Config File - pvc.yaml
pvc.yaml
apiVersion: v1
kind: PersistentVolumeClaim
metadata:
  name: example-pvc
spec:
  accessModes:
    - ReadWriteOnce
  resources:
    requests:
      storage: 1Gi
  storageClassName: standard

apiVersion: Specifies the Kubernetes API version used.

kind: Defines this resource as a PersistentVolumeClaim.

metadata.name: The name to identify this claim.

spec.accessModes: How the volume can be accessed; ReadWriteOnce means one node can mount it for reading and writing.

spec.resources.requests.storage: The amount of storage requested.
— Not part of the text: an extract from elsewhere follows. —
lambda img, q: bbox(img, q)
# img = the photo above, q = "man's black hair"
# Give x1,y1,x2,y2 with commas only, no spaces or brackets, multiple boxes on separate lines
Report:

spec.storageClassName: The storage class that defines the type of storage to use.

Commands
This command creates the PersistentVolumeClaim in Kubernetes, asking for 1Gi of storage with ReadWriteOnce access.
Terminal
kubectl apply -f pvc.yaml
Expected OutputExpected
persistentvolumeclaim/example-pvc created
This command checks the status of the PersistentVolumeClaim to see if it has been bound to a PersistentVolume.
Terminal
kubectl get pvc example-pvc
Expected OutputExpected
NAME STATUS VOLUME CAPACITY ACCESS MODES STORAGECLASS AGE example-pvc Bound pvc-12345678-90ab-cdef-1234-567890abcdef 1Gi RWO standard 10s
This command shows detailed information about the PersistentVolumeClaim, including events and which volume it is using.
Terminal
kubectl describe pvc example-pvc
Expected OutputExpected
Name: example-pvc Namespace: default StorageClass: standard Status: Bound Volume: pvc-12345678-90ab-cdef-1234-567890abcdef Labels: <none> Annotations: <none> Finalizers: [kubernetes.io/pvc-protection] Capacity: 1Gi Access Modes: RWO VolumeMode: Filesystem Events: Type Reason Age From Message ---- ------ ---- ---- ------- Normal ProvisioningSucceeded 20s persistentvolume-controller Successfully provisioned volume pvc-12345678-90ab-cdef-1234-567890abcdef
Key Concept

If you remember nothing else from this pattern, remember: a PersistentVolumeClaim is how your app asks Kubernetes for storage space it can use safely and persistently.

Common Mistakes
Not specifying the storageClassName and expecting automatic binding.
Without a storage class, Kubernetes may not know which storage to allocate, causing the claim to stay pending.
Always specify a valid storageClassName or ensure a default storage class is set in the cluster.
Requesting more storage than available in the cluster.
The claim will remain unbound because no volume can satisfy the request.
Check available storage and request a size that can be fulfilled.
Using accessModes that do not match the volume capabilities.
The claim will fail to bind if the requested access mode is unsupported by the volume.
Use accessModes compatible with your storage class and volume type, commonly ReadWriteOnce.
Summary
Create a PersistentVolumeClaim YAML file to request storage with specific size and access mode.
Apply the YAML file with kubectl apply to create the claim in Kubernetes.
Check the claim status with kubectl get pvc and kubectl describe pvc to confirm it is bound and ready.